Pretty much everyone will tell you that wearables have great potential, and wearable recording devices are a huge part of this perception shift. Chips are getting more powerful, but they are getting smaller too. Algorithms are being improved constantly. You can process more with less. Yesterday’s impossible is tomorrow’s basic feature.
Wearables Can Record Anything
When people talk about a wearable recording device, you can be 99% sure they mean a sound recorder. A fancy lapel microphone, if you will. Right now this is what most customers are aware of and what they expect, because until recently there was not much else on the market.
However, something remarkable is happening as you read this.
We have reached the point where you can record more than just sound. You can record things you experience as what they really are.
Not audio but human speech. Not video but objects in the 3D world. Not vibration but haptic feedback.
The line between recording and processing is getting blurred. Even the (seemingly) little things like noise cancellation or speech-to-text attest to this: we can record high-quality, customisable, personalised, interactive footage, be it sound, video, or body metrics.
In 2022 you can create a 3D model using a low-end smartphone. In a few years, you are going to be able to do the same using a tiny wearable.
As for speech, wearable voice assistants are available right now, and they keep pushing the limits of what tech experts thought possible.
The Dream of the Skeleton Key
With gadgets, improvement often equals adding new features, and wearable recording devices are no exception.
If you look back at the tech market of the 2000s, the same thing happened to mobile phones. As the technology progressed, developers kept building around the concept of a personal communicator. This is why you can use your phone to control the smart appliances and not vice versa.
The concept of the digital skeleton key has always been in the air. One device to rule them all.
Alexa is trying to achieve this. Your phone is participating in the race just as eagerly. Wearables are the new player here.
What is interesting about wearable technology in this context is that it often serves to create systems. Your average wearable connects to the phone, sometimes other wearables. Its processing power is contained within the phone or in the cloud. You control it manually via buttons or apps.

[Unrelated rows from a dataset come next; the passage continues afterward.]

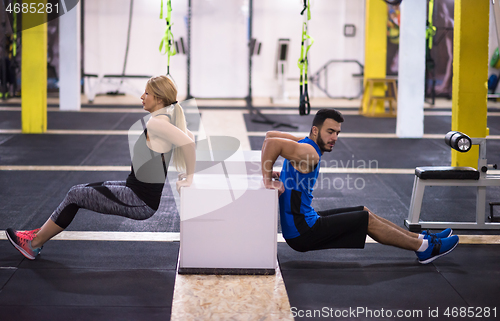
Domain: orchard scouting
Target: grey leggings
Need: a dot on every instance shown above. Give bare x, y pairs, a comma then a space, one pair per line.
111, 197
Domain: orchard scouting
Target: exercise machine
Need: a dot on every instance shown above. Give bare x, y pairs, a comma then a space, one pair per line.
454, 176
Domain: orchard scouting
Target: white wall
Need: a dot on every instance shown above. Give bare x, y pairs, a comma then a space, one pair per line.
106, 25
281, 19
219, 43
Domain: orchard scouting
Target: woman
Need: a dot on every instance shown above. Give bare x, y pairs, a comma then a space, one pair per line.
139, 196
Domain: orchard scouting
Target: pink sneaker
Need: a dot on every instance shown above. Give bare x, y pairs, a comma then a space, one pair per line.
22, 241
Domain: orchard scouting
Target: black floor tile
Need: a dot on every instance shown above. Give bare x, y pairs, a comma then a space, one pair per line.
89, 287
86, 313
33, 196
120, 255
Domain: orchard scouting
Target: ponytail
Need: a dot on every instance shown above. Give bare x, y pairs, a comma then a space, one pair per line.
179, 120
163, 88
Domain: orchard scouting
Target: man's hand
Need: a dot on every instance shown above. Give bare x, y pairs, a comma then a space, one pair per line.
277, 185
184, 181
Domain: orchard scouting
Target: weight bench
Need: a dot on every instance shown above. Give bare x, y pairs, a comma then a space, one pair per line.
454, 176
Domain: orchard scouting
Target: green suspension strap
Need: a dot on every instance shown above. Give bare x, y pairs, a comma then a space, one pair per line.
305, 106
431, 29
167, 41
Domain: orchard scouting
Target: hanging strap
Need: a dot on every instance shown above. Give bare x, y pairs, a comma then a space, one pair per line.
431, 29
167, 42
305, 106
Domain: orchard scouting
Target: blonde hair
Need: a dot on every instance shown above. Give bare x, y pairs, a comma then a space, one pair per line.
163, 88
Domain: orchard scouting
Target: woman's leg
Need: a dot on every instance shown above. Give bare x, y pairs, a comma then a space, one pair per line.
107, 198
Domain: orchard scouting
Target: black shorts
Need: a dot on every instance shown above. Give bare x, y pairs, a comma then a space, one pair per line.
335, 229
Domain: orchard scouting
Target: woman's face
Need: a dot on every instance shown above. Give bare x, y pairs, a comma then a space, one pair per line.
149, 101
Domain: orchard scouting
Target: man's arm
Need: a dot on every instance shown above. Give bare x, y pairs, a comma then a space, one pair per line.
278, 134
302, 156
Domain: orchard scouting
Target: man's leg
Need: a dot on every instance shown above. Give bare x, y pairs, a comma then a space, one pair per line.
391, 234
383, 220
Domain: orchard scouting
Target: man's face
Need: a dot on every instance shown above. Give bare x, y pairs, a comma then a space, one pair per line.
328, 135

It is entirely possible that wearables are going to take the internet of things to a whole new level.
With sensors growing more sophisticated and voice commands getting better, your smartphone (aka the ultimate remote) might become obsolete in just a decade or three. The device that is going to replace it? There doesn’t have to be one.
- speech, sleep patterns, heartbeat, movement: all of this and more can be recorded by wearables
- the recorded information is processed by AI
- data is synchronised between multiple devices
- you can directly communicate with the computer
From where we stand as customers and developers, this is where things are headed for wearable technology. User-centred approach, connectivity, and flexibility are the main trends.